January 13, 2014 3 min read

It really happened. Your dream house just went on the market and the asking price is much lower than what it's worth. The owner wants to get rid of it immediately to retire and finally get that dream Florida boathouse she's been planning for her whole life. Your real estate agent happens to be her best friend, and you get let in on the information before anyone else. But there's a problem: You can't afford it!

As you consider taking out a bank loan, you suddenly remember that your brother is sitting on a huge pot of startup investment gold (as one of the first people to buy Apple stock), and he always told you to reach out to him first if you needed financial help. Yet the thought of asking a family member for money has your head spinning -- will borrowing from him come with an extra order of stress on the side? At the same time, you know how much headache comes with the high interest rates of a bank loan. You're stuck.
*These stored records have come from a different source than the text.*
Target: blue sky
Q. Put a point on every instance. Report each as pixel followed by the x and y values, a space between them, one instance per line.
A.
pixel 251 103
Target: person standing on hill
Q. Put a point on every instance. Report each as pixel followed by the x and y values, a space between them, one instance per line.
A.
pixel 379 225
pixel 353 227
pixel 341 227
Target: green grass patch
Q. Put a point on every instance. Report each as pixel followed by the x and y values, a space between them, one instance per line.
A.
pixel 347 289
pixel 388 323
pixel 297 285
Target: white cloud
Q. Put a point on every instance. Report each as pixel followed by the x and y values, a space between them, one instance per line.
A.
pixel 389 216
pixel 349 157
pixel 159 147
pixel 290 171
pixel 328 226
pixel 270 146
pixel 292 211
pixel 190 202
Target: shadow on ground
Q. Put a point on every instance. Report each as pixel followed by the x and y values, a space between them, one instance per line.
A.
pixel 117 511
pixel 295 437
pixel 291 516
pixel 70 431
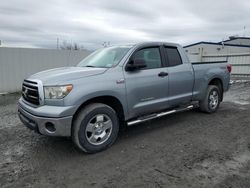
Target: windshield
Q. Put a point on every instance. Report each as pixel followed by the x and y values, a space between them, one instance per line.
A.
pixel 106 57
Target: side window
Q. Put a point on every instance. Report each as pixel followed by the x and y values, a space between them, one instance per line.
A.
pixel 173 56
pixel 151 56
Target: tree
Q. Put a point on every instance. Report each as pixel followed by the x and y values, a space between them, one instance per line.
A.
pixel 70 46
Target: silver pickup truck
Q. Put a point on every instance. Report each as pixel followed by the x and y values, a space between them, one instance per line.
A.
pixel 116 86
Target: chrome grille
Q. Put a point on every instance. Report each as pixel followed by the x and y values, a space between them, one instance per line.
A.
pixel 30 91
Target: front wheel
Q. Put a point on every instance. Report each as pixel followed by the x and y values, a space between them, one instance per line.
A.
pixel 212 100
pixel 95 128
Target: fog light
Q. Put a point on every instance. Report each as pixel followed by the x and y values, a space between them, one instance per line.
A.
pixel 50 127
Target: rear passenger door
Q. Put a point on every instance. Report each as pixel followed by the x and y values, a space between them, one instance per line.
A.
pixel 147 87
pixel 180 75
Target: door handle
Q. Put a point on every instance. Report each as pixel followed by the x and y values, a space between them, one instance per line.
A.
pixel 163 74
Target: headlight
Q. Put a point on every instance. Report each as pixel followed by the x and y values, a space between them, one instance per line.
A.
pixel 57 92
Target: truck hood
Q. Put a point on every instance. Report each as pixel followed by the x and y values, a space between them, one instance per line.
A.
pixel 60 75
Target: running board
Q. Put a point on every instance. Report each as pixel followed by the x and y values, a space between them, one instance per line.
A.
pixel 154 116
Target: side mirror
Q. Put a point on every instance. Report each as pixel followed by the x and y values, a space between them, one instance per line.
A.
pixel 136 64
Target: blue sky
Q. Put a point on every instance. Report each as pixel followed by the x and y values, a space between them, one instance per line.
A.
pixel 29 23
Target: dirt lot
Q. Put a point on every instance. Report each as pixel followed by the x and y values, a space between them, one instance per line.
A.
pixel 189 149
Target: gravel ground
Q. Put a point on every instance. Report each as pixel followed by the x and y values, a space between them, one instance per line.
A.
pixel 189 149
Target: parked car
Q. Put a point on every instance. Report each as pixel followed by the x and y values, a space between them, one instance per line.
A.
pixel 119 85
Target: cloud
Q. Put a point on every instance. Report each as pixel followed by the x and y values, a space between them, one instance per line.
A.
pixel 30 23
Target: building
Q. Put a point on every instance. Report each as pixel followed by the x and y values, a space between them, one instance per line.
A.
pixel 234 45
pixel 235 50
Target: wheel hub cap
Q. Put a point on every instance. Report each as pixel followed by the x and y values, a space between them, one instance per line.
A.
pixel 98 129
pixel 213 99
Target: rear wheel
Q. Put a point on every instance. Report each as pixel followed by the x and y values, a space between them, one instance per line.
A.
pixel 212 100
pixel 95 128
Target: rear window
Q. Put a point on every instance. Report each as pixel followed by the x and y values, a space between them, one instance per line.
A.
pixel 173 56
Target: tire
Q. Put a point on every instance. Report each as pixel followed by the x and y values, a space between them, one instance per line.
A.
pixel 95 128
pixel 212 100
No matter the amount of money (perhaps it's only a few hundred dollars to get new tires for your car), borrowing from a family member with a monetary surplus can feel like a sticky situation. But it doesn't have to be. Just as you would sign a contract with a bank, approach your family member with the same type of plan. It's important to establish that you want to borrow the money, not that you're expecting them to hand it over as a gift. Several factors go into the lender's decision-making process:

1) Trust. Have you proven yourself to this family member as someone who keeps his word? If not, you may want to consider new options. If you are known to be loyal, they will probably be happy to help you out.

2) Fear. What if you don't pay them back? How will it affect your relationship? Go out of your way to remind them that you will be legally bound to pay them back and that you're happy to sign documents to that accord. Do what you need to so as to assure them that your personal relationship will not be jeopardized by the loan.

3) Confidentiality. If they lend money to you, will the rest of the family expect the same financial support? Promise them confidentiality if they request it. Do not involve other family members.

4) Resentment. If they say no, will you resent them? Before you even start asking the question to borrow, make sure you establish (and truly feel) that regardless of their answer, you will not take it personally, and then don't. If you feel like you can't detach from the emotions involved with asking, then don't ask.

If you both decide to move forward with the loan, pick a reasonable date to start paying them back (with or without interest, whatever is stated in your deal) and make sure that you do not miss the first payment. In fact, plan to make your first payment early to ease any fear they might have about their investment.